Entre Irmãos
1 Capítulo 1: O Silêncio das Flores Brancas
O cheiro de lírios sempre fora o favorito de Loren Proença. No dia de seu casamento, eles adornavam cada canto da capela. Hoje, eles tinham um cheiro insuportável de morte.
Loren estava parada diante da lápide de mármore cinza, a chuva fina colando os fios loiros ao seu rosto pálido. Ela não sentia o frio. Não sentia nada além de um vazio vasto e negro que parecia ter engolido seu coração no momento em que o xerife bateu à sua porta três dias atrás.
— Mamãe? O papai está com frio lá embaixo? — A voz pequena de Leo, de apenas cinco anos, cortou o silêncio do cemitério. Ele apertava a mão da irmã mais nova, Mia, que choramingava baixinho, sem entender por que o pai não os tinha pegado no colo naquela manhã.
— Não, querido... — a voz de Loren falhou. — Ele está no céu agora.
Ela fechou os olhos, tentando buscar a imagem do sorriso de James, mas a única coisa que via eram os faróis do carro contra a escuridão da estrada.
— Loren.
A voz era profunda, rouca e tão terrivelmente parecida com a de James que Loren deu um sobressalto, seu coração saltando no peito. Ela se virou bruscamente, esperando ver o marido, um milagre, qualquer coisa que acabasse com aquele pesadelo.
Mas não era James.
O homem parado a poucos metros de distância vestia um casaco escuro, encharcado pela chuva. O cabelo preto estava colado à testa e a mandíbula estava tensa.

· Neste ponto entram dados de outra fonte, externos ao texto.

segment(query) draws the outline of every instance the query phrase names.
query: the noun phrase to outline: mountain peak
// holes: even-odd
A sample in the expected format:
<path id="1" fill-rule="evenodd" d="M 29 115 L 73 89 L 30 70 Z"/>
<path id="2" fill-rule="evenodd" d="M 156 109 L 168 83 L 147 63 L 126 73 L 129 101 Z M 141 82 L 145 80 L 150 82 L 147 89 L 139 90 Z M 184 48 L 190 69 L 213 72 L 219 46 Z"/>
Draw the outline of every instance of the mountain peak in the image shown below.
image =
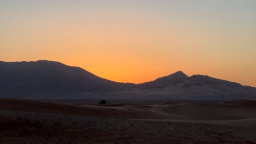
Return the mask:
<path id="1" fill-rule="evenodd" d="M 172 77 L 172 78 L 183 78 L 188 77 L 189 76 L 185 74 L 182 71 L 178 71 L 171 75 L 167 76 L 168 77 Z"/>
<path id="2" fill-rule="evenodd" d="M 164 76 L 162 77 L 158 78 L 156 80 L 159 80 L 159 79 L 175 79 L 175 78 L 187 78 L 189 76 L 187 76 L 186 74 L 185 74 L 182 71 L 178 71 L 172 74 L 171 74 L 168 76 Z"/>

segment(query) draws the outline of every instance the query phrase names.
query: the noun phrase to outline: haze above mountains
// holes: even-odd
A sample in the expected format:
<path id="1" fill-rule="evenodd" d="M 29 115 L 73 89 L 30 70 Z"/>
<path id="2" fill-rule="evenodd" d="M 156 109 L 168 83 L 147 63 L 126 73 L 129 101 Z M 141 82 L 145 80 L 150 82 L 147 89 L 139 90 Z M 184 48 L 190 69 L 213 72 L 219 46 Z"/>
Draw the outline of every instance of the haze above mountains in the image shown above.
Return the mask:
<path id="1" fill-rule="evenodd" d="M 234 100 L 256 99 L 256 88 L 179 71 L 141 84 L 101 78 L 48 61 L 0 62 L 1 97 L 40 99 Z"/>

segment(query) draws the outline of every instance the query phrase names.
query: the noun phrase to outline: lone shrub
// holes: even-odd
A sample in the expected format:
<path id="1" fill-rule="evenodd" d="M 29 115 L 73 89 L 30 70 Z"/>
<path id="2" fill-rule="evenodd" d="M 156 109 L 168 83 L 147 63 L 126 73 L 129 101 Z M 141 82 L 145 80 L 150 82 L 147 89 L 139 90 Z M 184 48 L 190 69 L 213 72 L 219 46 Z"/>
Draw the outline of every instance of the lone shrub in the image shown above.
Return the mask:
<path id="1" fill-rule="evenodd" d="M 101 100 L 101 101 L 100 101 L 100 103 L 98 103 L 98 104 L 106 104 L 106 102 L 107 101 L 106 101 L 106 100 L 102 99 L 102 100 Z"/>

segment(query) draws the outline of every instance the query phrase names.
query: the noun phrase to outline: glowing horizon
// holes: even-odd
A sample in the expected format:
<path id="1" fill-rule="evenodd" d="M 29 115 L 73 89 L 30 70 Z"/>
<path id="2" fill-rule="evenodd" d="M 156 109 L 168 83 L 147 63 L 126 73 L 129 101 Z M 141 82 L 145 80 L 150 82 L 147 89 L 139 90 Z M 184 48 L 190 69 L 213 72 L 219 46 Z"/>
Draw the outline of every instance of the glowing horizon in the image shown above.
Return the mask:
<path id="1" fill-rule="evenodd" d="M 182 2 L 181 2 L 182 1 Z M 0 1 L 0 61 L 142 83 L 181 70 L 256 87 L 256 1 Z"/>

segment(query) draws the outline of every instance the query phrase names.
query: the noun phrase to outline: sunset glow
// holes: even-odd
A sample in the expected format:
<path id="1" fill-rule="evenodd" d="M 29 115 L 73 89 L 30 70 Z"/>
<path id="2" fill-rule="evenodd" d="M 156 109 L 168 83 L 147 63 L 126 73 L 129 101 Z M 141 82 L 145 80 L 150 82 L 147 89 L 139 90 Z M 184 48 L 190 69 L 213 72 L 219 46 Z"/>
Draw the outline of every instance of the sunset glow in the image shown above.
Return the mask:
<path id="1" fill-rule="evenodd" d="M 156 2 L 0 1 L 0 61 L 58 61 L 118 82 L 182 70 L 256 87 L 256 1 Z"/>

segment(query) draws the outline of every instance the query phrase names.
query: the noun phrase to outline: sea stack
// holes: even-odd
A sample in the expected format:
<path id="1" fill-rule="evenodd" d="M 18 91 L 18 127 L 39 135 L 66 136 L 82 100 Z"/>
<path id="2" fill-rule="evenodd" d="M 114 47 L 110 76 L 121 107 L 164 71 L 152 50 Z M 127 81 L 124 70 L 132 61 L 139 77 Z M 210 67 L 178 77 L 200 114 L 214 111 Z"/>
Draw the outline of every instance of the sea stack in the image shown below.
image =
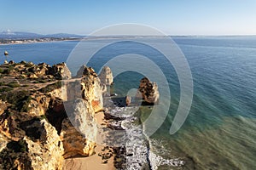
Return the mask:
<path id="1" fill-rule="evenodd" d="M 160 94 L 156 82 L 152 83 L 148 78 L 143 77 L 140 81 L 138 91 L 146 103 L 149 105 L 158 104 Z"/>
<path id="2" fill-rule="evenodd" d="M 104 66 L 99 74 L 99 78 L 102 84 L 110 86 L 113 83 L 113 74 L 111 69 L 108 66 Z"/>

Os olhos eram da mesma cor dos de James, mas onde os de James brilhavam com luz, os deste homem eram poços de sombra e culpa.
— Elijah — Loren sussurrou, o nome soando como um pecado em seus lábios.
Elijah Mackenzie não via a cunhada há seis anos. Ele não estava lá no casamento. Não estava lá no nascimento dos sobrinhos. Ele era o irmão que ninguém mencionava nas festas de Natal.
— Sinto muito, Loren — disse ele, dando um passo à frente, mas parando ao ver o recuo instintivo dela. — Eu soube... e vim o mais rápido que pude.
— Você demorou seis anos, Elijah. Chegou tarde demais para o seu irmão — Loren disse com uma amargura que nem sabia que possuía.
Elijah olhou para a lápide e depois para as duas crianças que o encaravam com curiosidade e medo. Ele apertou os punhos dentro dos bolsos.
— Eu sei que sou a última pessoa que você quer ver. Mas James era meu sangue. E esses são meus sobrinhos. Eu não vou deixar vocês sozinhos no escuro.
Loren olhou para o homem que era a imagem cuspida de seu grande amor, mas que parecia um estranho completo. Ela não sabia que, ao aceitar a ajuda de Elijah, estava abrindo a porta para um tipo diferente de tempestade.
A chuva apertou, e no horizonte de uma cidade que agora parecia pequena demais para tanta dor, o luto começava a dar lugar a algo muito mais complicado.